030417 -!- Happy Easter @ www.solstikkan.has.it !!!!
If you want your wife to listen and pay undivided attention to every word you say, talk in your sleep!
New dog video at www.panda-sonic.has.it
The convicted rapist was brought up in front of the Folsom Prison parole board for review.
The board chairman read the man's record, which had dozens of arrests for unnatural sex acts with women from Sacramento to Anaheim.

"Are we expected to believe that this prison term has cured you of your perversions?"

Oh, yes," said the prisoner.

"Just ask the guard who's standing behind me... I'll never touch another woman again, will I, darling?"
Did you hear about Arby's new sandwich?
It's called "Jacques Chirac and Vladimir Putin." It's a French dip with Russian dressing.
Bill had just returned from a week of honeymooning, and his best friend asked him how it went.
"The first night we did it nine times,"
"The second night, eight times.
The third night, seven times.
The fourth night, six times.
The fifth night, five times.
The sixth night, four times,
and the last night, nothing!"
"Nothing?" his pal asked. "How come?"
"Hey, you ever tried shoving a wet noodle up a wild cat's ass"?
The Vatican has decided that it is not a sin to kiss a nun, just don't get into the habit.
Matters had progressed to the point where the freshman and his date were naked in the motel bed when the girl had a change of heart.

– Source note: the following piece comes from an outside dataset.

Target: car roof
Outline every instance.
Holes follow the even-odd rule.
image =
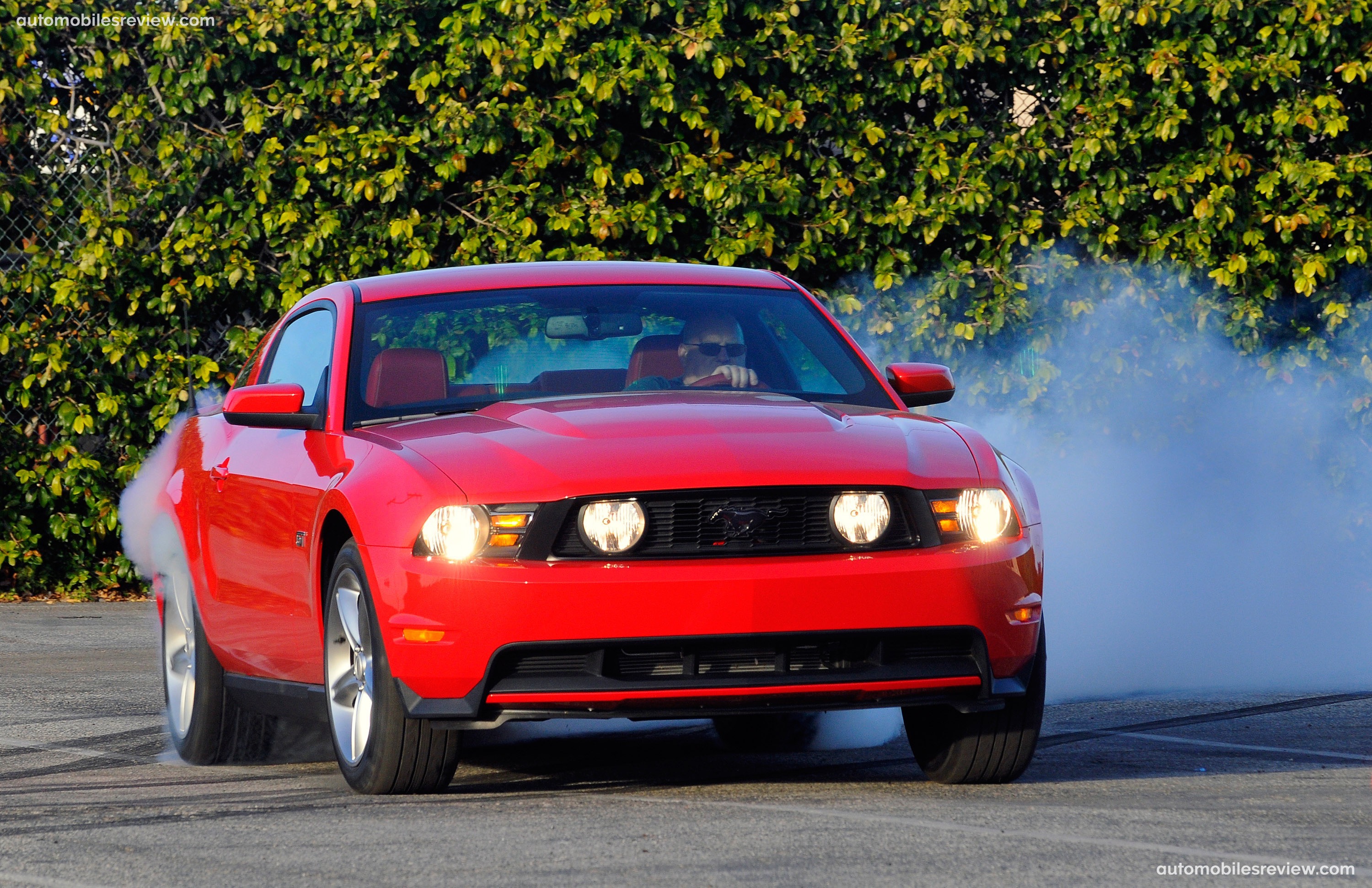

"I suppose you're going to tell me now that you're waiting for 'Mr. Right'," he said dejectedly.

"That's a silly old romantic notion," laughed the coed. "I'm just waiting for Mr. Big."
A new employee was invited to the boss's house for dinner, as a way of welcoming him into the company. After they had eaten a large meal, the new employee leaned sideways on his chair and let an almighty fart at the dinner table.
The boss, with a look of disgust, turned to the man and said, "How dare you fart in front of my wife?!"

The guy replied, "Sorry I didn't realize it was her turn!"
Seems there was a redhead, a brunette and a blonde...all six months pregnant sitting in the doctors waiting room for thier appointments.

The redhead looks at the others and says " I'm having a girl because I was on top when I conceived".

The brunette then says " well, I'm having a boy because I was on bottom
when I conceived".

About that time, the blonde starts to cry and the others ask "what's wrong?" The blonde replies "I guess I'm having puppies".
New dog video at www.panda-sonic.has.it
What drives a lesbian up the wall?
A crack in the ceiling.
030417 -!- Happy Easter @ www.solstikkan.has.it !!!!